Mrs. Kolinski took her husband’s hand.

“If the two of you think of anything else that might help us, please give me a call,” Louie said as he stood. “I’m sorry for your loss.”

“We lost him a long time ago, Sergeant,” Mrs. Kolinski said, as she wiped her eyes with the tissue she had crumpled in her hand.

* * * *

Thursday, Jake’s intention to call Kyra lay by the wayside. Tonight was out of the question but he should still call and confirm tomorrow night’s dinner date. Everything he’d read about her on Tuesday night intrigued him. Were the nerves he’d gleaned from her the result of the battle she had with her ex for custody?

He pulled her number out of his pocket and pressed it into his phone.

“What?” she barked.

“Is this a bad time, Kyra?”

“Sorry, bad day.”

“You have a lot of them.”

The woman was a Dr. Jekyll and Mr. Hyde. Call him crazy but the type intrigued him.

“No, it’s your bad luck you happen to be there on the bad ones.” She didn’t elaborate.

“You’re cutting out. Are you driving?”

“Yes, I need to pull over. Hold on.”

Jake waited. He heard the engine quiet as it idled.

“You still there?” she said.

“Yes. I can call back when you get home.”

“I’m out for the evening with friends.”

He wondered if she was on her way to the casino. Gamblers were liars. Was she one? “I’m calling to see if we’re still on for dinner tomorrow night?”

“Yes, that sounds good.”

“You like steak or fish?”

“Steak is good.”

“I’ll pick you up at seven? Why don’t you give me your address?” He knew it from his research, but decided not to let her know he’d looked her up.

“It’s Unit 5, at the Laredo condos off of Meriden Road. I’ll be ready.”

“You sure everything’s okay?” She sounded distracted. Was she with her ex?

“I have a headache.”

“Big night?”

“Yeah, I had a pity party last night, got drunk by myself, and paid for it all day today.”

“Been there, done that,” he said. “I’ll see you tomorrow night.”

He hung up.
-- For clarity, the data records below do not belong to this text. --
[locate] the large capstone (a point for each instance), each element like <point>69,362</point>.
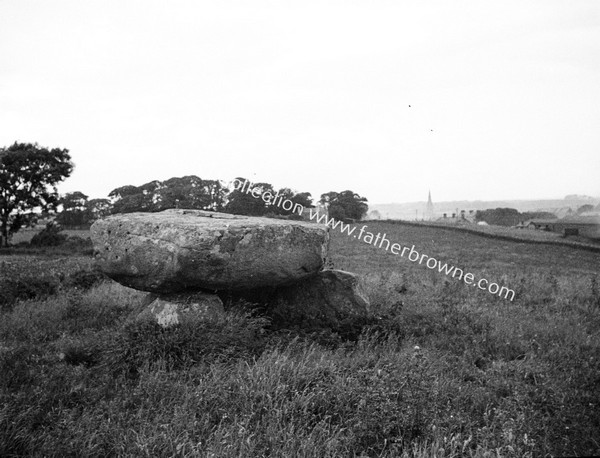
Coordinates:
<point>179,250</point>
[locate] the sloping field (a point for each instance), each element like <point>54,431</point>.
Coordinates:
<point>447,369</point>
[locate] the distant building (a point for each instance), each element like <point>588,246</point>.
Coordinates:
<point>429,209</point>
<point>541,224</point>
<point>586,226</point>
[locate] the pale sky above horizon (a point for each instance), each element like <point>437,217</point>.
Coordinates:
<point>314,95</point>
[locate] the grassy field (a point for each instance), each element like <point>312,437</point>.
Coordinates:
<point>25,235</point>
<point>449,370</point>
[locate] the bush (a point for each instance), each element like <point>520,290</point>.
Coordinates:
<point>49,236</point>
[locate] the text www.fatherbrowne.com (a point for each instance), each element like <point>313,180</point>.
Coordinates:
<point>380,241</point>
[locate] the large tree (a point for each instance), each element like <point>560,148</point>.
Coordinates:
<point>29,174</point>
<point>345,205</point>
<point>177,192</point>
<point>242,202</point>
<point>74,210</point>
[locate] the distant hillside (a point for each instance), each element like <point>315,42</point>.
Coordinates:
<point>415,210</point>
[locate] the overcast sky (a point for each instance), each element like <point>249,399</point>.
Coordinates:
<point>504,96</point>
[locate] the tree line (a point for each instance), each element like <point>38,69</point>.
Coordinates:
<point>29,175</point>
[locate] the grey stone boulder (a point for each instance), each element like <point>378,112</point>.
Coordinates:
<point>170,310</point>
<point>180,250</point>
<point>329,299</point>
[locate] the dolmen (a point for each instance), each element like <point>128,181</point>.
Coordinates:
<point>191,262</point>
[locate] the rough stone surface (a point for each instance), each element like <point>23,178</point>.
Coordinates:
<point>327,299</point>
<point>178,250</point>
<point>169,310</point>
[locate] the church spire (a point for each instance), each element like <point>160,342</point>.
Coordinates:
<point>429,208</point>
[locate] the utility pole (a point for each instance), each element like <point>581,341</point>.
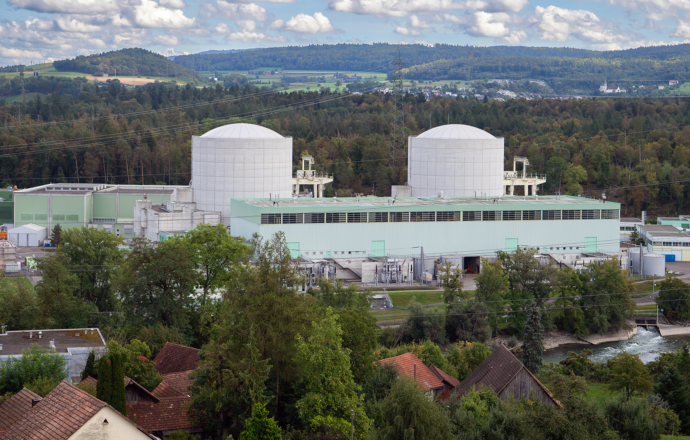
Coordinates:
<point>398,122</point>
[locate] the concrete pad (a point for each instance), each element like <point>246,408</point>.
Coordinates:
<point>612,336</point>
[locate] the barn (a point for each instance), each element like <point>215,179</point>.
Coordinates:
<point>507,376</point>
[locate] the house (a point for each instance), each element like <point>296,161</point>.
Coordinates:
<point>431,378</point>
<point>68,413</point>
<point>75,345</point>
<point>175,358</point>
<point>506,376</point>
<point>14,409</point>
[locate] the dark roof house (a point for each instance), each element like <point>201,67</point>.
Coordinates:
<point>175,358</point>
<point>70,413</point>
<point>429,378</point>
<point>507,376</point>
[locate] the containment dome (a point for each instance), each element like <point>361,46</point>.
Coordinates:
<point>238,161</point>
<point>458,160</point>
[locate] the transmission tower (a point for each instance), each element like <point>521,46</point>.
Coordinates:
<point>398,121</point>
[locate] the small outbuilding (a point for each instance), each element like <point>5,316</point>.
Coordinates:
<point>507,376</point>
<point>28,235</point>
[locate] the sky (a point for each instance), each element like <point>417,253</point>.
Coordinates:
<point>38,30</point>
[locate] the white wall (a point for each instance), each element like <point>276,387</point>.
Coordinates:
<point>458,167</point>
<point>117,428</point>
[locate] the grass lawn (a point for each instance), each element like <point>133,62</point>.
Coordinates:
<point>402,299</point>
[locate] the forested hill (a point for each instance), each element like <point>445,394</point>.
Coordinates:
<point>376,57</point>
<point>128,62</point>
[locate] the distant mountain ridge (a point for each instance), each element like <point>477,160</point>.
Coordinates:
<point>376,57</point>
<point>126,62</point>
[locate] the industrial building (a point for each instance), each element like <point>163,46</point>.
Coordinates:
<point>454,207</point>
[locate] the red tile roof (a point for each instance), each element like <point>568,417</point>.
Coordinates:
<point>14,409</point>
<point>174,358</point>
<point>58,416</point>
<point>405,365</point>
<point>170,414</point>
<point>445,377</point>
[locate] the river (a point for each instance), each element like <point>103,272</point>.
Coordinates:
<point>647,343</point>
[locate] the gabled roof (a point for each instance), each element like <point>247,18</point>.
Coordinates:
<point>405,364</point>
<point>169,414</point>
<point>496,372</point>
<point>174,358</point>
<point>58,416</point>
<point>14,409</point>
<point>444,377</point>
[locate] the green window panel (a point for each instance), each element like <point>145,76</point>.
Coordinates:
<point>294,250</point>
<point>378,248</point>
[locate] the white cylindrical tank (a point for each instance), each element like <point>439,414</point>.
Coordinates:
<point>654,265</point>
<point>457,160</point>
<point>239,161</point>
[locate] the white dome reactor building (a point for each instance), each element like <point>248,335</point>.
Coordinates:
<point>457,160</point>
<point>239,161</point>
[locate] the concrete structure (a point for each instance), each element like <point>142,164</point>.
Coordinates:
<point>110,207</point>
<point>383,227</point>
<point>628,225</point>
<point>74,344</point>
<point>667,240</point>
<point>157,222</point>
<point>682,221</point>
<point>456,160</point>
<point>28,235</point>
<point>239,161</point>
<point>308,177</point>
<point>521,178</point>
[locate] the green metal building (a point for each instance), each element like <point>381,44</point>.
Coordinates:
<point>378,227</point>
<point>73,205</point>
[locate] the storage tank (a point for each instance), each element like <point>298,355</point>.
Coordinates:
<point>239,161</point>
<point>458,160</point>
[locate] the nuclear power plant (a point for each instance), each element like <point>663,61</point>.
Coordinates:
<point>459,205</point>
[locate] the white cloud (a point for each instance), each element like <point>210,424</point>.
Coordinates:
<point>654,9</point>
<point>173,4</point>
<point>67,6</point>
<point>150,15</point>
<point>168,40</point>
<point>70,24</point>
<point>416,22</point>
<point>403,8</point>
<point>306,24</point>
<point>405,31</point>
<point>682,30</point>
<point>558,24</point>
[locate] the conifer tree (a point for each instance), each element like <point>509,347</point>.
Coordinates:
<point>90,368</point>
<point>260,427</point>
<point>532,345</point>
<point>104,389</point>
<point>119,398</point>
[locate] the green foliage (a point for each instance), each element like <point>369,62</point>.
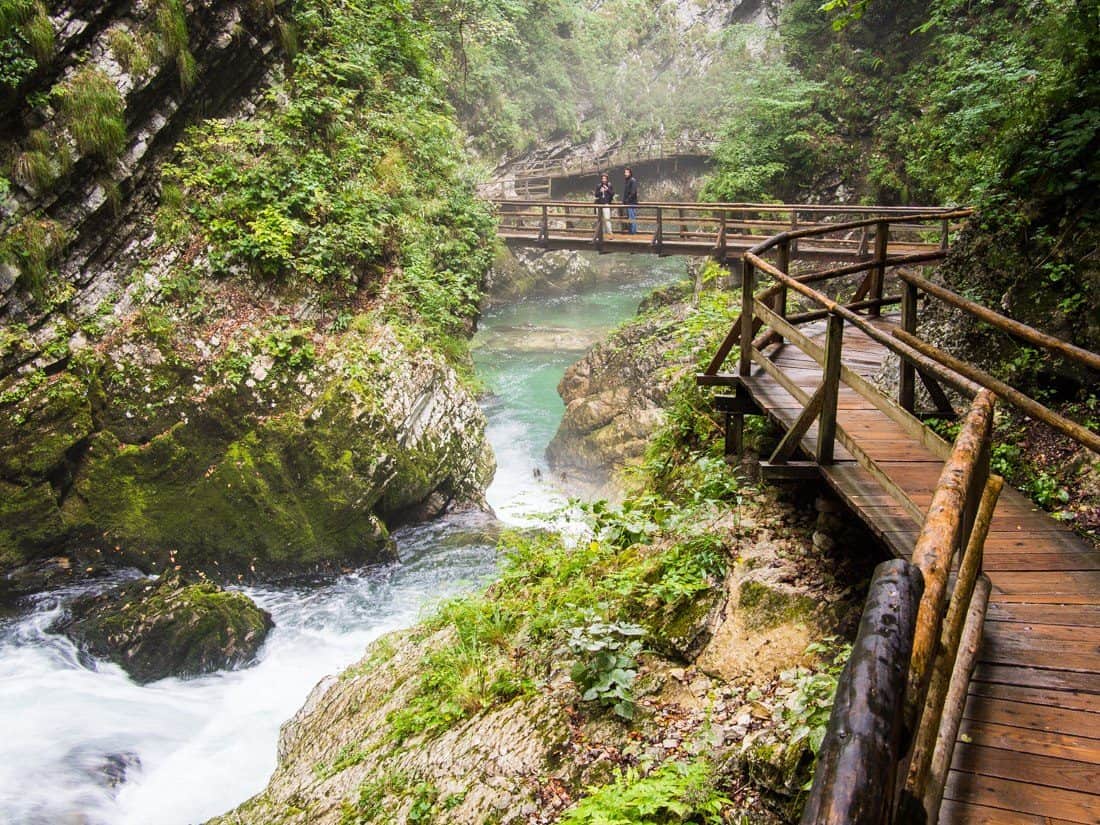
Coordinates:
<point>94,111</point>
<point>777,145</point>
<point>132,52</point>
<point>34,245</point>
<point>292,345</point>
<point>41,163</point>
<point>26,40</point>
<point>348,176</point>
<point>465,677</point>
<point>172,35</point>
<point>606,662</point>
<point>674,792</point>
<point>807,695</point>
<point>955,100</point>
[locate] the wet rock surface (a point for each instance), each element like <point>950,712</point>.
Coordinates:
<point>615,395</point>
<point>167,627</point>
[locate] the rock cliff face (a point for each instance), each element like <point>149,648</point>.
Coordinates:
<point>155,405</point>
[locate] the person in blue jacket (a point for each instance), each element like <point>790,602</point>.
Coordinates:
<point>630,199</point>
<point>605,194</point>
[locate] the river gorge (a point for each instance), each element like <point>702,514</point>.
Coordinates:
<point>84,744</point>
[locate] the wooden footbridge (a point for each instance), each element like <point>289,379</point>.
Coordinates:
<point>972,694</point>
<point>536,177</point>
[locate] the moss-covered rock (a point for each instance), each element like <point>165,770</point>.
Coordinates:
<point>767,604</point>
<point>41,420</point>
<point>169,627</point>
<point>266,464</point>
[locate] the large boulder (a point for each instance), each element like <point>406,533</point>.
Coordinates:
<point>167,627</point>
<point>615,395</point>
<point>238,461</point>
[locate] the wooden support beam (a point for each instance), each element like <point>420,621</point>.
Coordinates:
<point>734,435</point>
<point>1033,408</point>
<point>748,283</point>
<point>790,441</point>
<point>716,380</point>
<point>879,273</point>
<point>938,396</point>
<point>936,545</point>
<point>831,389</point>
<point>816,315</point>
<point>790,471</point>
<point>956,700</point>
<point>906,378</point>
<point>740,403</point>
<point>858,758</point>
<point>1030,334</point>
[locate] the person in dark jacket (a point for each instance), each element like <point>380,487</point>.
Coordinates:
<point>630,198</point>
<point>605,195</point>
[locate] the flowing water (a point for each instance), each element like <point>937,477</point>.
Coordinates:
<point>81,744</point>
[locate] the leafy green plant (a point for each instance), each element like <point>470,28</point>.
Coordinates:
<point>607,663</point>
<point>171,26</point>
<point>803,714</point>
<point>132,51</point>
<point>677,792</point>
<point>26,40</point>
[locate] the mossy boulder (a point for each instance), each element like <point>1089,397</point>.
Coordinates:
<point>167,627</point>
<point>274,465</point>
<point>41,421</point>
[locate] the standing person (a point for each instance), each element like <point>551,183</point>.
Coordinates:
<point>630,198</point>
<point>604,195</point>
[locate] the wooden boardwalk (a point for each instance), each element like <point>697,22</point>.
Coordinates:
<point>1029,747</point>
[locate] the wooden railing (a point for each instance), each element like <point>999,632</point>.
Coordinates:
<point>723,230</point>
<point>623,154</point>
<point>891,736</point>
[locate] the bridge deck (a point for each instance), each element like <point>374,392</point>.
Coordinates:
<point>671,244</point>
<point>1029,748</point>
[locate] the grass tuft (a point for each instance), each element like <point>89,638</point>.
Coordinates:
<point>94,111</point>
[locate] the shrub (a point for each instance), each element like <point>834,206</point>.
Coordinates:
<point>677,792</point>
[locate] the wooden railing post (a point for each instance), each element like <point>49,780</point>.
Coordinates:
<point>906,378</point>
<point>783,264</point>
<point>748,315</point>
<point>879,273</point>
<point>831,382</point>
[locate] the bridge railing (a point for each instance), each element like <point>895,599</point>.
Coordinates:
<point>890,740</point>
<point>716,230</point>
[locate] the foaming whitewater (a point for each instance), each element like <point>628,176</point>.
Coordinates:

Why was he pursuing her? Kyra wasn’t encouraging his attentions and she wasn’t divorced yet. The woman seemed to have more problems than he did. Why tangle himself up like that? God only knows. But something about her pulled at him. People made mistakes, good people. Jake considered himself an excellent judge of character. It was his nature to poke at something until he got to the source of a problem.